Both species still exist in Newfoundland but are now comparatively rare, and the rock ptarmigan seems to be restricted to only a handful of localities in the western mountains of the province. Ptarmigan are probably still common in the interior of Labrador, but the great winter flocks that used to come out to the Gulf coast are no longer seen.
Birds of prey have been treated as enemies ever since European settlement began. Eagles were and by many still are regarded as “wolves of the air” and accused of killing anything from human babies to small calves. All but the smallest hawks are still generically called “chicken hawks,” and every missing hen is laid to their door. Owls are believed to be inveterate killers of roosting fowl, up to and including domestic turkeys. Added to the catalogue of sins attributed to them by farmers come the even harsher accusations of sportsmen, who would eliminate all hawks and owls because of their supposed appetite for water fowl and upland game birds and, in the case of the osprey, of game fish. Shot, trapped, and poisoned as vermin, all large species of owls and hawks, and all eagles, have been devastated throughout North America, not least in the eastern Maritimes.
The magnificent golden eagle, which once bred and ranged throughout the region,
has long been practically extinct in the East and is barely surviving elsewhere in North America.

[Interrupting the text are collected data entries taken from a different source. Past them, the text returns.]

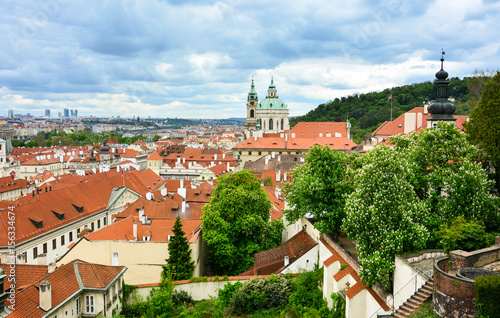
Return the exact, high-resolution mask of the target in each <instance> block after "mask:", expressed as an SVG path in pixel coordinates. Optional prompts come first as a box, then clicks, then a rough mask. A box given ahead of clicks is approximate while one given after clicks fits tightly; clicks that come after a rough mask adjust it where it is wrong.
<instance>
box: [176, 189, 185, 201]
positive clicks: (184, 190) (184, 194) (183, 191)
mask: <svg viewBox="0 0 500 318" xmlns="http://www.w3.org/2000/svg"><path fill="white" fill-rule="evenodd" d="M177 193H178V194H179V195H180V196H181V197H183V198H184V199H186V188H179V189H177Z"/></svg>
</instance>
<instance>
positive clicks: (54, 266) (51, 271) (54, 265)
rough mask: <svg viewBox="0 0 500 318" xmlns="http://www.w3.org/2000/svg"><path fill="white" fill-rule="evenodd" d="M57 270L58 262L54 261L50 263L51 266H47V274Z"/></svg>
mask: <svg viewBox="0 0 500 318" xmlns="http://www.w3.org/2000/svg"><path fill="white" fill-rule="evenodd" d="M55 270H56V263H54V262H52V263H49V266H48V268H47V274H50V273H52V272H53V271H55Z"/></svg>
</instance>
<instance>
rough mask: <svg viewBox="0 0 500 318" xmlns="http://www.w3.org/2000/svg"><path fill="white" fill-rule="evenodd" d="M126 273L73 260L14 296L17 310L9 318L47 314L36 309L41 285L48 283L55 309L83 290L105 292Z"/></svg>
mask: <svg viewBox="0 0 500 318" xmlns="http://www.w3.org/2000/svg"><path fill="white" fill-rule="evenodd" d="M125 270H126V267H124V266H106V265H98V264H92V263H87V262H83V261H80V260H75V261H73V262H71V263H69V264H66V265H63V266H61V267H60V268H58V269H56V270H55V271H54V272H52V273H50V274H48V275H46V276H44V277H43V278H41V279H39V280H38V281H37V282H35V283H33V284H31V285H30V286H28V287H26V288H25V289H23V290H22V291H20V292H19V293H18V294H16V307H15V308H16V310H15V311H13V312H12V314H10V315H9V317H12V318H17V317H19V318H26V317H30V318H37V317H43V316H44V315H46V314H47V313H46V312H45V311H43V310H41V309H40V308H39V306H40V295H39V288H40V283H41V282H42V281H49V282H50V284H51V291H52V308H56V307H57V306H58V305H60V304H63V303H64V302H66V301H67V300H69V299H71V298H72V296H74V295H75V294H77V293H79V292H82V291H84V290H85V289H88V288H92V289H94V290H95V289H97V290H99V289H100V290H102V291H103V292H104V290H105V288H106V287H107V286H108V285H109V284H110V283H112V282H113V281H115V280H116V279H117V278H118V277H119V276H121V275H123V273H124V272H125ZM80 282H81V285H80Z"/></svg>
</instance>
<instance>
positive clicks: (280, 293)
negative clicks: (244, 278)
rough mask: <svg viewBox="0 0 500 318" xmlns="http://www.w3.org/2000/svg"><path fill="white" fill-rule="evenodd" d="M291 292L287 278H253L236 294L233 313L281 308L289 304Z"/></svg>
mask: <svg viewBox="0 0 500 318" xmlns="http://www.w3.org/2000/svg"><path fill="white" fill-rule="evenodd" d="M290 292H291V285H290V281H289V280H288V279H286V278H285V277H282V276H274V275H272V276H270V277H269V278H267V279H265V278H260V277H255V278H252V279H250V280H249V281H248V282H246V283H245V284H243V286H242V287H241V288H239V289H238V290H237V291H235V292H234V294H233V297H232V298H231V303H230V304H231V307H232V312H233V313H235V314H242V313H251V312H254V311H256V310H260V309H269V308H274V307H280V306H282V305H284V304H286V303H287V302H288V298H289V296H290Z"/></svg>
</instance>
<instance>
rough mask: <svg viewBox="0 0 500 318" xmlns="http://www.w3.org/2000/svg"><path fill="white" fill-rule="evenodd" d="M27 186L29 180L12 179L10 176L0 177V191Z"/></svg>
mask: <svg viewBox="0 0 500 318" xmlns="http://www.w3.org/2000/svg"><path fill="white" fill-rule="evenodd" d="M28 187H29V182H28V181H27V180H24V179H16V180H14V179H13V178H12V177H3V178H0V193H3V192H9V191H12V190H17V189H25V188H28Z"/></svg>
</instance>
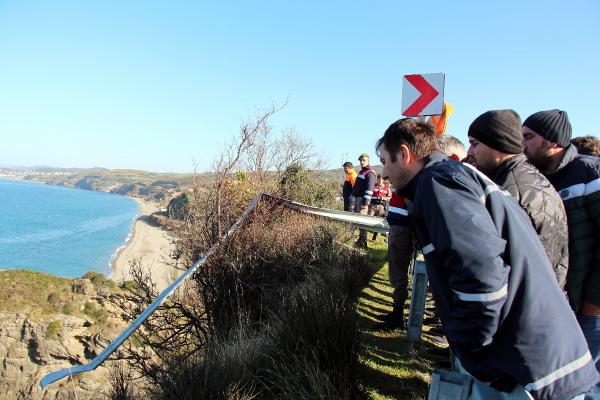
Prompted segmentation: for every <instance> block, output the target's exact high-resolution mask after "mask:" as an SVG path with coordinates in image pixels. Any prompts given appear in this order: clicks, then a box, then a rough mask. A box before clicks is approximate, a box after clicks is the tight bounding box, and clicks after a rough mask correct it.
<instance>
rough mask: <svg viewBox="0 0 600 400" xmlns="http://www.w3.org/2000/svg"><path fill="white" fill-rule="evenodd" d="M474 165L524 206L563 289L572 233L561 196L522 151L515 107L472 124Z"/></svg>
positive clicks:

Because its livelihood was gained mostly from fish carrion, which commercial fishermen produce on a grand scale, the bald eagle did better. It still inhabited the Atlantic coast in fair numbers until the end of World War II. Thereafter the great birds rapidly began to disappear. Ornithologists noted that, although nests were built and eggs laid, the eggs seldom hatched or, if they did, the young were sickly and often died. It was not until Rachel Carson’s revolutionary book, Silent Spring, revealed the damage being done by pesticides and related poisons released into the environment by industrial man that anyone drew the right conclusion. Bald eagles were being rendered infertile by pesticides, particularly DDT. Nor were they alone. Almost every major avian predator was also suffering severely, some—such as the peregrine falcon—to the verge of extinction. In fact, the lordly peregrine now is extinct in eastern North America, except for a few pairs artificially raised and released in the faint hope of re-establishing a vanishing species in an environment that is constantly being flooded with new and even more virulent pesticides, herbicides, and other lethal chemicals.
The bald eagle, be it said, is making a comeback in parts of southern Newfoundland and on Cape Breton Island. In the summer of 1984, Nova Scotia presented the government of the United States with six young eagles from Cape Breton, “to help bolster the numbers of the U.S. national symbol.” Today, only an estimated 1,600 pairs of bald eagles still survive in the lower forty-eight United States, out of an aboriginal population in the hundreds of thousands.
Pesticide poisoning and illegal hunting, especially by sport fishermen, almost brought an end to the fish eagle called the osprey and, in fact, have succeeded in exterminating it from about 80 per cent of its former range in eastern North America. The species is now showing signs of a resurgence, but any gains stand to be temporary if we continue to saturate the land and seas with new pollutants.